Fears grow over Brexit threat to Irish staff share schemes


Dalata CEO Pat McCann
Dalata CEO Pat McCann

Tax: Gavin McLoughlin

Dalata boss Pat McCann has joined a campaign seeking to stop more than 10,000 Irish savers being left out of pocket after Brexit.

So-called 'Save-As-You-Earn' (SAYE) schemes are at risk without a deal to continue passporting rights for UK financial institutions.

The schemes are designed to allow employees to buy shares in the company they work for in a tax-efficient manner. The employees are granted options to buy shares, then save with a third-party financial institution for a period of years, and at the end of the period then buy the shares using the savings that have been put in place.

Yorkshire Building Society, which operates 10,000 SAYE schemes here, has previously written to the Government pleading for action to keep the schemes alive.

"Given ongoing negotiations over Brexit, we have looked into obtaining an Irish banking licence to continue offering this service," it said in a letter to Junior Finance Minister Michael D'Arcy.

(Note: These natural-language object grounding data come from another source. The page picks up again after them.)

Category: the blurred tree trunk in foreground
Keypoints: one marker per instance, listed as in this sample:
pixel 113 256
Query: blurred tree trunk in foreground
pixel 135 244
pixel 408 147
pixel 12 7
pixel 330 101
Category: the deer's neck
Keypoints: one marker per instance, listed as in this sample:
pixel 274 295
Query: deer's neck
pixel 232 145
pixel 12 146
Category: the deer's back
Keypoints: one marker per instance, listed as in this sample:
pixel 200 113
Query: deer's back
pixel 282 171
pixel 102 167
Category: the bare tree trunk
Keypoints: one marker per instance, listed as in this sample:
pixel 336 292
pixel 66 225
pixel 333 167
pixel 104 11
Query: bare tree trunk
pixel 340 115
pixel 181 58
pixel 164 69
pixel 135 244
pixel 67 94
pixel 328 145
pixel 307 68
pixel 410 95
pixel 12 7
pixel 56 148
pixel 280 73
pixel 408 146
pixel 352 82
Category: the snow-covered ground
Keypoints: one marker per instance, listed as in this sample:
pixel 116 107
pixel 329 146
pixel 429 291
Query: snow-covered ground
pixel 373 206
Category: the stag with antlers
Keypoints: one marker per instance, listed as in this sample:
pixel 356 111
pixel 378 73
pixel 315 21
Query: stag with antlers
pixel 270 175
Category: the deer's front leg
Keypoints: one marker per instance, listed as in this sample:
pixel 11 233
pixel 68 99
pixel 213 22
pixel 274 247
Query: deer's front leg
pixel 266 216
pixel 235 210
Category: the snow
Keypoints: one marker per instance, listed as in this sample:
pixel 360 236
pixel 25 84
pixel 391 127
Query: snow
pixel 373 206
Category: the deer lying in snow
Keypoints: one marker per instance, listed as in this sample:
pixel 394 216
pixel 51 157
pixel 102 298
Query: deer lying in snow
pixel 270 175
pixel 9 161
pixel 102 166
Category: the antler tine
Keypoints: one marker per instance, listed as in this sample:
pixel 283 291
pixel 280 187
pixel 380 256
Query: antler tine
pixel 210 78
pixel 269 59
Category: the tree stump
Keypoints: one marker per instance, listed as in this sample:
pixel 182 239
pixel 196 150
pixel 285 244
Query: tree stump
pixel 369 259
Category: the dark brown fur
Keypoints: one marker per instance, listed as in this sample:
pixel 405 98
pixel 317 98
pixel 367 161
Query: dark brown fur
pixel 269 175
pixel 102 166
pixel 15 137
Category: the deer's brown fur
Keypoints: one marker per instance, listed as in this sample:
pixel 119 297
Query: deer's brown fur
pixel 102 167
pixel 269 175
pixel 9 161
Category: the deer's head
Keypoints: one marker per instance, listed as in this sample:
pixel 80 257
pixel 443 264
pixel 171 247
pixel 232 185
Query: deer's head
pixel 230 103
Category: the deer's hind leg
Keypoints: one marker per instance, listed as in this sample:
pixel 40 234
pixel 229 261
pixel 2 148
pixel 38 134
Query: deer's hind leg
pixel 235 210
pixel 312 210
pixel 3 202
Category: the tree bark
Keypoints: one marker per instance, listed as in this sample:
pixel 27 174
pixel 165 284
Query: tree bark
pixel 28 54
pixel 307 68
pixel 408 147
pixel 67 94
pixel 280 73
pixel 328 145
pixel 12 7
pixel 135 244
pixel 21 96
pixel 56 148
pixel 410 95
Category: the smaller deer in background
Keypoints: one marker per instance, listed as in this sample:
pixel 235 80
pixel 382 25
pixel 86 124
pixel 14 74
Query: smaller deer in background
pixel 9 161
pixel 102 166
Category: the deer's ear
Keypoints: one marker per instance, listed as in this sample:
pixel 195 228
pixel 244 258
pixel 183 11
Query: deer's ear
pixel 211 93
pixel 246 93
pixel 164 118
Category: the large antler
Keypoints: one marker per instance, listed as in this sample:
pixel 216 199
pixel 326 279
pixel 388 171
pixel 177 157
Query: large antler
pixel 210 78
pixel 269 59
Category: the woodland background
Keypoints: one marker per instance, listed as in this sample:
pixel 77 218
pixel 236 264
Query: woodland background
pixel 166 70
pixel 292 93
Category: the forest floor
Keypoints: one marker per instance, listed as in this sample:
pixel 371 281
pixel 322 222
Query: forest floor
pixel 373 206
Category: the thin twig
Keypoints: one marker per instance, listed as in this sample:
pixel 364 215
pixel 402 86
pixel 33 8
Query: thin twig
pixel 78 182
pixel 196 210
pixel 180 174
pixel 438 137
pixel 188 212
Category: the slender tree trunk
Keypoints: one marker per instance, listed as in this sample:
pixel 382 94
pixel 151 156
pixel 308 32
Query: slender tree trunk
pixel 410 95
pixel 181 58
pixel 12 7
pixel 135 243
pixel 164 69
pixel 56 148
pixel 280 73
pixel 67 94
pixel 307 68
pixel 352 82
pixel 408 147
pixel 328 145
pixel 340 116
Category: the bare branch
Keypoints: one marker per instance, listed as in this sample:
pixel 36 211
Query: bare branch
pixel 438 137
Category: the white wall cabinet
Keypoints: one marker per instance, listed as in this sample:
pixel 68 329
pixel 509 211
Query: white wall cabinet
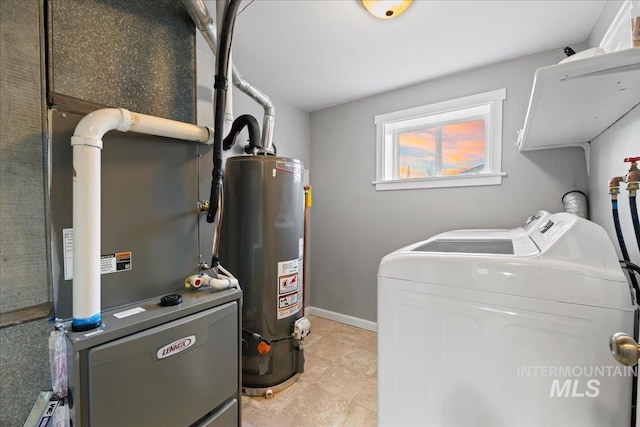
pixel 573 102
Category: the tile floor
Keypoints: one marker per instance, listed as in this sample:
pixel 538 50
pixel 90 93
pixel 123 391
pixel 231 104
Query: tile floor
pixel 337 389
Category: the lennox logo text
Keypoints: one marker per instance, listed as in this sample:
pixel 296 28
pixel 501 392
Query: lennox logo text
pixel 176 347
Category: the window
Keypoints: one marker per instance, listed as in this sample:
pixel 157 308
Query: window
pixel 449 144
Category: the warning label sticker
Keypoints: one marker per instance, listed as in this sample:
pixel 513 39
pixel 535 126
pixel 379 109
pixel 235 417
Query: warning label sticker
pixel 289 287
pixel 113 263
pixel 110 263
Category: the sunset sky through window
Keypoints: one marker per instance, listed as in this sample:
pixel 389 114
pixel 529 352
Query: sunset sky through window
pixel 462 149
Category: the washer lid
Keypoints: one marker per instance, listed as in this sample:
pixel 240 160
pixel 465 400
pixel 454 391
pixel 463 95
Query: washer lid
pixel 492 246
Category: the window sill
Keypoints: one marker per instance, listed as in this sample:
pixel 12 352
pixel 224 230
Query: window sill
pixel 441 182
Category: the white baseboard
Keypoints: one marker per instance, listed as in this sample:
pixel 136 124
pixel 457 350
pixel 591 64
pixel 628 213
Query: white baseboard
pixel 343 318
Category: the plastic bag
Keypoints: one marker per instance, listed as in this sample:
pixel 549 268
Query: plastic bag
pixel 58 363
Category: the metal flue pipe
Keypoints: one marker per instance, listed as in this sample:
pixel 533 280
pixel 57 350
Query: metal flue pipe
pixel 204 22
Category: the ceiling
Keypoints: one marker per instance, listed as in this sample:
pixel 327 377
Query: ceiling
pixel 314 54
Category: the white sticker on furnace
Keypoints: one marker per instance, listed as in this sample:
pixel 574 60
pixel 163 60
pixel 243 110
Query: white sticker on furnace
pixel 289 288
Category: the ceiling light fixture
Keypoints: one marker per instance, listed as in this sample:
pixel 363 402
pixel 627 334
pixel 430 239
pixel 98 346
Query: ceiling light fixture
pixel 385 9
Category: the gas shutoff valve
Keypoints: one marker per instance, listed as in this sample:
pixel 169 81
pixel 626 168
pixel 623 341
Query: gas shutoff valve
pixel 301 328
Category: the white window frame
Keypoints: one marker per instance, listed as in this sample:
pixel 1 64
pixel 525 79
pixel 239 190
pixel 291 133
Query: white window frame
pixel 481 105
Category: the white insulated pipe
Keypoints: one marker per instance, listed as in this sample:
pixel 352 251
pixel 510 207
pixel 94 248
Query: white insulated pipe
pixel 87 145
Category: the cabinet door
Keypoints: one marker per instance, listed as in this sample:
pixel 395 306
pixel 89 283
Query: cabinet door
pixel 170 375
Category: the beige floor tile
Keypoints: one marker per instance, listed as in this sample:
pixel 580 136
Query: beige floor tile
pixel 329 348
pixel 357 416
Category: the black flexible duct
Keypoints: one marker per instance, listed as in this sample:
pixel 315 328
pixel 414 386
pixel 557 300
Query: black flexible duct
pixel 623 247
pixel 616 224
pixel 634 218
pixel 221 86
pixel 630 266
pixel 238 124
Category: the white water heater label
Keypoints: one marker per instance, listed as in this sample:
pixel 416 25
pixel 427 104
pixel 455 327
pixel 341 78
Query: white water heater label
pixel 110 263
pixel 289 288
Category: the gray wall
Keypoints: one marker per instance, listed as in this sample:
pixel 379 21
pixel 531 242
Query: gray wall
pixel 608 151
pixel 354 225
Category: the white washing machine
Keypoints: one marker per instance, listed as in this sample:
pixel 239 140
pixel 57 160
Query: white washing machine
pixel 504 328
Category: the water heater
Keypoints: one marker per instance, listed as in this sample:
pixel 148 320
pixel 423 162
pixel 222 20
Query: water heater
pixel 262 243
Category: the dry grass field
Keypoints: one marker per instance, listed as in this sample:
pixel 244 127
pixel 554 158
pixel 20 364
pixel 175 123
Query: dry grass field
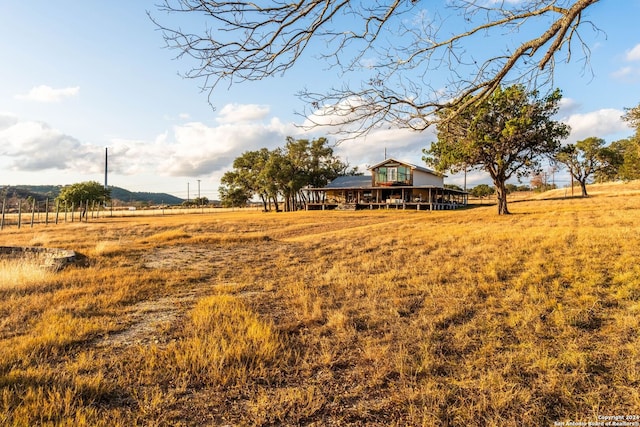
pixel 376 318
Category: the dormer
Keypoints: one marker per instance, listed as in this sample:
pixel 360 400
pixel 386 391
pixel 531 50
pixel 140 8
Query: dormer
pixel 392 172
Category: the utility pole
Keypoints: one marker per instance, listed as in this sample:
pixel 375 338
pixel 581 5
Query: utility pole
pixel 106 161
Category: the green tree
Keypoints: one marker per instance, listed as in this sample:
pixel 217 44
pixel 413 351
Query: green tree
pixel 482 190
pixel 233 197
pixel 247 177
pixel 84 192
pixel 583 159
pixel 504 135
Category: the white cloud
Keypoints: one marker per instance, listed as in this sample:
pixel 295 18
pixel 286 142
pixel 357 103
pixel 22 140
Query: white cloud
pixel 237 113
pixel 599 123
pixel 633 54
pixel 35 146
pixel 45 93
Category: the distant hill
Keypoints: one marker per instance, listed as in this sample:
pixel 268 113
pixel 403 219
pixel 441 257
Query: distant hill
pixel 41 192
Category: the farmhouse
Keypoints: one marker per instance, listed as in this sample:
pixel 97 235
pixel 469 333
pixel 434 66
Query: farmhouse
pixel 392 184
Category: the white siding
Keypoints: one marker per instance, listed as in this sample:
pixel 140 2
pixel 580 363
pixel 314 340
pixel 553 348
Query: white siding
pixel 422 178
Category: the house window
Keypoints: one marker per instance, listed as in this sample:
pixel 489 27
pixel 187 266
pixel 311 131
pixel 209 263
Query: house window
pixel 392 174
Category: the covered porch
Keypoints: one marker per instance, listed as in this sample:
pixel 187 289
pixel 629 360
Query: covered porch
pixel 396 197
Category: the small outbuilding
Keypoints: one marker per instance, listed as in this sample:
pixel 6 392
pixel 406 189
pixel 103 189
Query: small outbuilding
pixel 391 183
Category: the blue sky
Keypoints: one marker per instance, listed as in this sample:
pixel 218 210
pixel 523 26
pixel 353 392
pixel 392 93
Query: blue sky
pixel 79 76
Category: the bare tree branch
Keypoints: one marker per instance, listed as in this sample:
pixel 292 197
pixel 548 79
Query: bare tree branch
pixel 400 44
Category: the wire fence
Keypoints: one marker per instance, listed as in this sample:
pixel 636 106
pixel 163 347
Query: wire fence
pixel 29 213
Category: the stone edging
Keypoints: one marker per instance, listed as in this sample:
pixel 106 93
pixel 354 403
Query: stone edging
pixel 53 258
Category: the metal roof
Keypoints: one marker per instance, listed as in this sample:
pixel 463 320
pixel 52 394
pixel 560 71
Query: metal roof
pixel 356 181
pixel 411 165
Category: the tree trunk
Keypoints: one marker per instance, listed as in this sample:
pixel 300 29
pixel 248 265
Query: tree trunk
pixel 501 193
pixel 583 187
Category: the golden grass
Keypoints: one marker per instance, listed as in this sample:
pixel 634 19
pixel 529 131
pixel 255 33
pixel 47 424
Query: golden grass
pixel 331 318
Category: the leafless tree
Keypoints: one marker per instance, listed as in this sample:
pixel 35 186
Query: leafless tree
pixel 392 47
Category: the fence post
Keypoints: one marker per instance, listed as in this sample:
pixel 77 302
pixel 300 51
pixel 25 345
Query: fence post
pixel 33 211
pixel 4 202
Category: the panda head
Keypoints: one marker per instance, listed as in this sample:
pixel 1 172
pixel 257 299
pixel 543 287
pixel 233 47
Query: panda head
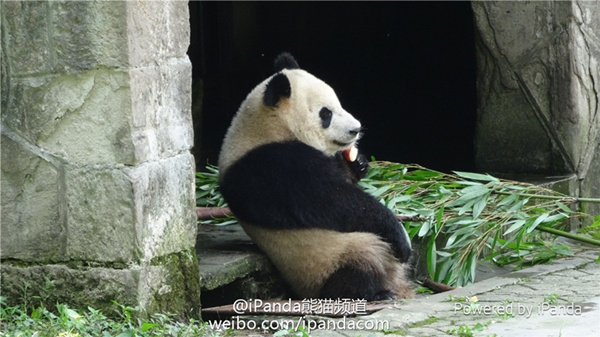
pixel 290 105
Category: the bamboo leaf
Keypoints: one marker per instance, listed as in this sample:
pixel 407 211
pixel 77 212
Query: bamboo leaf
pixel 516 225
pixel 479 206
pixel 431 257
pixel 424 229
pixel 538 221
pixel 508 200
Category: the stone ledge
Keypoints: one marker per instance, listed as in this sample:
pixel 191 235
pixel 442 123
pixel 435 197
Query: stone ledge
pixel 226 254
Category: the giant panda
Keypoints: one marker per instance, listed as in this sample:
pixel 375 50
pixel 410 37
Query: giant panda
pixel 294 194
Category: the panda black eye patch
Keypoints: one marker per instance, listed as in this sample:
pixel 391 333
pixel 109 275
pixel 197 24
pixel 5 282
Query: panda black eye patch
pixel 325 115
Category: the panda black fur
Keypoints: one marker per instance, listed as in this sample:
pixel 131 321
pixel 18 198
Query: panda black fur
pixel 284 178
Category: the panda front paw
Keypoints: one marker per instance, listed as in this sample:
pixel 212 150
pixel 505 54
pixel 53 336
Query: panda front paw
pixel 404 253
pixel 357 169
pixel 360 167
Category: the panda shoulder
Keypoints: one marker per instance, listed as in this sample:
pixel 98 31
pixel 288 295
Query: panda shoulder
pixel 285 60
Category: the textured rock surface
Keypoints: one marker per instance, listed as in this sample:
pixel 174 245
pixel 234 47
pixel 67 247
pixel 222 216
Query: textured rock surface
pixel 539 89
pixel 97 178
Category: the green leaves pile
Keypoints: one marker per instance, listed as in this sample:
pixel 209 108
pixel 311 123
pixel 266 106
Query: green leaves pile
pixel 461 217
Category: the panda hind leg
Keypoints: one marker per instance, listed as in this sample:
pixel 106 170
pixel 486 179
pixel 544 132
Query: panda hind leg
pixel 351 282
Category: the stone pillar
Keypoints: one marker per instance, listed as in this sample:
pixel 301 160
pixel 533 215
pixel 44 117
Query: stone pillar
pixel 538 86
pixel 97 176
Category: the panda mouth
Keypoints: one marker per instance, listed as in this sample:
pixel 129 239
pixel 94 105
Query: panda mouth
pixel 341 144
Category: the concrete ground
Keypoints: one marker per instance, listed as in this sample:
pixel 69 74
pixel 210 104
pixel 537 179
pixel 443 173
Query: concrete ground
pixel 561 298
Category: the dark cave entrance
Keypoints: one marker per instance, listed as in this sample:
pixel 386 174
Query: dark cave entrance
pixel 406 70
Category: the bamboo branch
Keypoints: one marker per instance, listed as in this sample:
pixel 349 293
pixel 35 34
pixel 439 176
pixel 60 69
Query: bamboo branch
pixel 568 235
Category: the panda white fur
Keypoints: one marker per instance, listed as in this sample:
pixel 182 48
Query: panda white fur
pixel 283 177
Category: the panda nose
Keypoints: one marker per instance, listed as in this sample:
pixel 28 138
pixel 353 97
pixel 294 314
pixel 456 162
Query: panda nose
pixel 354 132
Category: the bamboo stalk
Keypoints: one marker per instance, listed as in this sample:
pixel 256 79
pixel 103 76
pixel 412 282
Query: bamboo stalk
pixel 551 197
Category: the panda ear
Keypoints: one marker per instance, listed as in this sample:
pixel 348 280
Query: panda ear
pixel 278 87
pixel 285 60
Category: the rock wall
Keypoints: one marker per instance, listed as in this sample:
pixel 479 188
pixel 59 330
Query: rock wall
pixel 539 90
pixel 97 175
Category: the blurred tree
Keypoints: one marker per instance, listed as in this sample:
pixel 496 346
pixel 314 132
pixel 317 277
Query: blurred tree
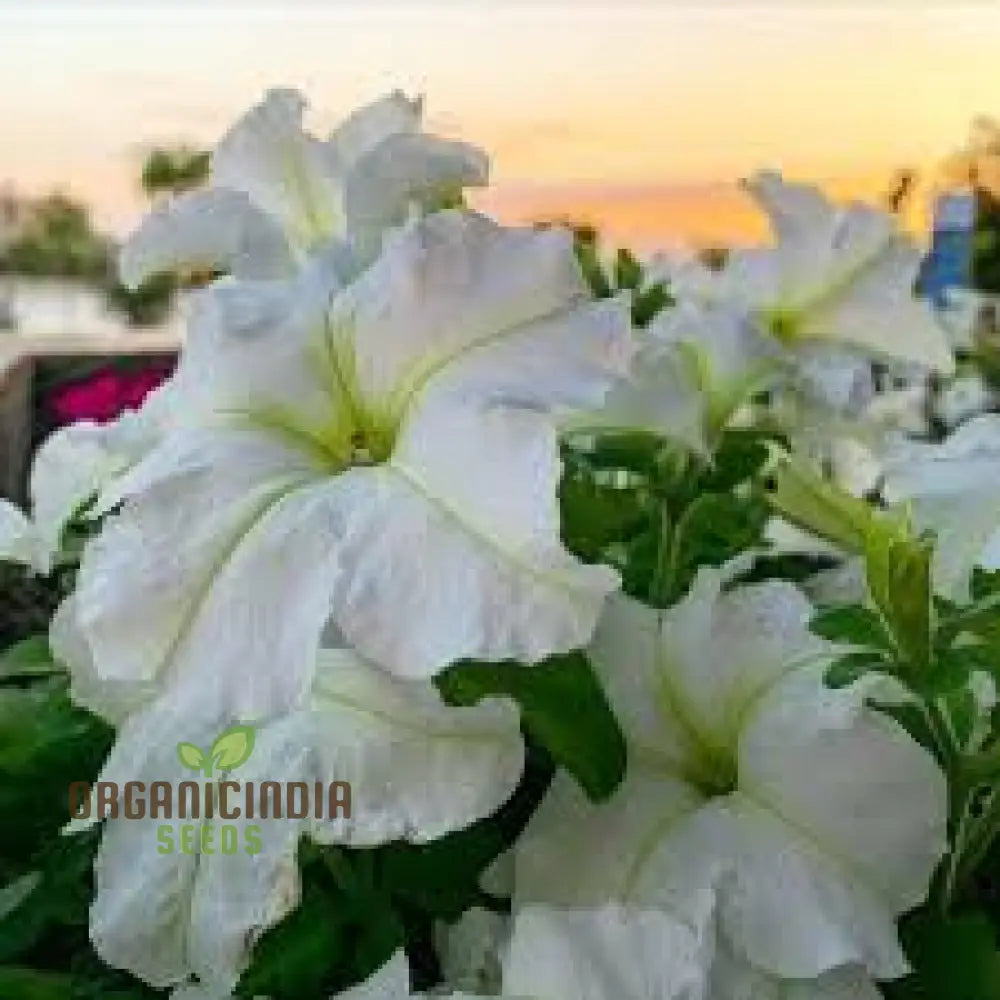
pixel 57 240
pixel 172 171
pixel 166 173
pixel 977 166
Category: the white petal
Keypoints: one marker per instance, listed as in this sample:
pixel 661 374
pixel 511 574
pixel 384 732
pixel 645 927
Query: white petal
pixel 625 953
pixel 735 979
pixel 660 397
pixel 625 653
pixel 403 171
pixel 835 378
pixel 836 827
pixel 905 329
pixel 248 350
pixel 139 918
pixel 733 360
pixel 720 652
pixel 391 982
pixel 18 541
pixel 454 287
pixel 70 468
pixel 285 171
pixel 418 768
pixel 796 211
pixel 452 549
pixel 886 816
pixel 576 854
pixel 214 229
pixel 469 951
pixel 371 124
pixel 113 700
pixel 791 908
pixel 163 914
pixel 160 589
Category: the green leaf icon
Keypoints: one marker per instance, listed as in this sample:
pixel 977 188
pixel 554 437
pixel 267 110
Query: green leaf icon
pixel 233 747
pixel 191 756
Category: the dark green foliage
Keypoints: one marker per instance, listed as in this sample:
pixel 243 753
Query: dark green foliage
pixel 563 709
pixel 57 241
pixel 657 512
pixel 954 958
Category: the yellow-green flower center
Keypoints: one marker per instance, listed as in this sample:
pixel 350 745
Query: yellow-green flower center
pixel 355 427
pixel 783 323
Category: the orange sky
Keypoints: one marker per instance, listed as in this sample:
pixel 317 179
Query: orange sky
pixel 636 116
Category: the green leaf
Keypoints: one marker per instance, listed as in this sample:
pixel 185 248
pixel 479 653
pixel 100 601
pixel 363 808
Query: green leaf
pixel 563 707
pixel 808 501
pixel 984 583
pixel 852 624
pixel 715 528
pixel 46 743
pixel 191 756
pixel 648 302
pixel 898 570
pixel 343 931
pixel 55 898
pixel 442 879
pixel 953 959
pixel 28 658
pixel 233 747
pixel 846 670
pixel 628 271
pixel 740 454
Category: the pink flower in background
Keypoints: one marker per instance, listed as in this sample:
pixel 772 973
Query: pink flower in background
pixel 105 394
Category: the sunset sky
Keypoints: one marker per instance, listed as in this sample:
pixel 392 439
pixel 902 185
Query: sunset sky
pixel 638 116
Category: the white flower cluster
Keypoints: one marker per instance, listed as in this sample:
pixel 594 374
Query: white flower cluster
pixel 350 484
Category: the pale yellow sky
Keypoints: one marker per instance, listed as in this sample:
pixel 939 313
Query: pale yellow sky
pixel 635 114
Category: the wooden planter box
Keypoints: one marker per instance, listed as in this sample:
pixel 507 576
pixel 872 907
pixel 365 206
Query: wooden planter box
pixel 22 360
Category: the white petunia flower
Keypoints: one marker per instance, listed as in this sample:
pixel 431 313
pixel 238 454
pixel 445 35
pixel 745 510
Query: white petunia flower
pixel 817 819
pixel 469 951
pixel 693 372
pixel 277 193
pixel 68 470
pixel 834 277
pixel 732 978
pixel 388 463
pixel 953 488
pixel 607 951
pixel 417 768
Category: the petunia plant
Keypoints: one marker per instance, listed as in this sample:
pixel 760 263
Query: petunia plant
pixel 475 614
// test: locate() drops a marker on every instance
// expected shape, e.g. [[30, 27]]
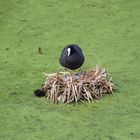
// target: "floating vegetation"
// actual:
[[89, 85]]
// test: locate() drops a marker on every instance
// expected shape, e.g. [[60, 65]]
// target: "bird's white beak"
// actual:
[[69, 50]]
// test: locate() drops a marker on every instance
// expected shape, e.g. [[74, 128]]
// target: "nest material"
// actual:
[[87, 85]]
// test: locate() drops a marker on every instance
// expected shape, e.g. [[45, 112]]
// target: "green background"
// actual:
[[108, 31]]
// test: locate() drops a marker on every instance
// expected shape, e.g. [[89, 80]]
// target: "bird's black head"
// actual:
[[71, 49]]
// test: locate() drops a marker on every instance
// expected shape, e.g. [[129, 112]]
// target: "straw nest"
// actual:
[[87, 85]]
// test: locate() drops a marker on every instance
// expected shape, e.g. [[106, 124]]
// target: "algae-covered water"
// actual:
[[108, 31]]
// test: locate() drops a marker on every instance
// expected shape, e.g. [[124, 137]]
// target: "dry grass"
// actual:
[[87, 85]]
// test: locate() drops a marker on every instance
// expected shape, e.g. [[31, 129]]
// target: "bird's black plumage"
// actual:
[[72, 59]]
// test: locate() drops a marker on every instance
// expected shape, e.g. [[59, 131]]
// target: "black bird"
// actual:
[[72, 57]]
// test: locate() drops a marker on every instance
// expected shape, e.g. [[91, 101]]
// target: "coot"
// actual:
[[72, 57]]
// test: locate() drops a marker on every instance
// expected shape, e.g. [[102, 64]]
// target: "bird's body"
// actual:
[[72, 57]]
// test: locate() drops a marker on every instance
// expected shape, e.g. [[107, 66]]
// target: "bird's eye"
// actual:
[[69, 51]]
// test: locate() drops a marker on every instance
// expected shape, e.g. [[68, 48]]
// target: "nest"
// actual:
[[88, 85]]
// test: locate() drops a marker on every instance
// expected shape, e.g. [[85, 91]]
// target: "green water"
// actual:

"However, we have concluded that the costs of authorisation would be disproportionate to the benefits of doing so.

"In the event of a no-deal Brexit, or a deal without equivalence in place, we will no longer be able to continue deposit-taking on a cross-border basis in Ireland... unless an alternative arrangement can be put in place, that would mean the [circa] 10,000 savers we have would no longer qualify to receive shares on a tax-efficient basis at the end of next year."

The Irish Proshare Association (IPSA), a lobby group promoting employee share ownership, said the Government is letting SAYE savers down. It said 12,000 people could be affected, and it has suggested two different solutions to the Department of Finance.

"The clock is ticking and the Government has a responsibility to finally act in the interests of these 12,000 Irish workers before time runs out on March 29," said IPSA CEO Gill Brennan. The Department of Finance said it was working with Revenue on potential options.

Mr McCann said Dalata "would encourage the Government to act now and protect all workers who they previously made a commitment to through the SAYE scheme".

He said the scheme was one of Dalata's "most effective tools for productivity and employee retention."

"More than 400 employees are in Dalata's SAYE scheme. They work at all levels in the company, from general managers to chefs to accommodation and our central office employees.

"Dalata Hotel Group believes passionately that our employees should share in the benefits of the company's success. Employee share ownership allows them to do that." Mr McCann said that his employees' SAYE savings won't be affected by a hard Brexit because they're in an institution with an Irish banking licence.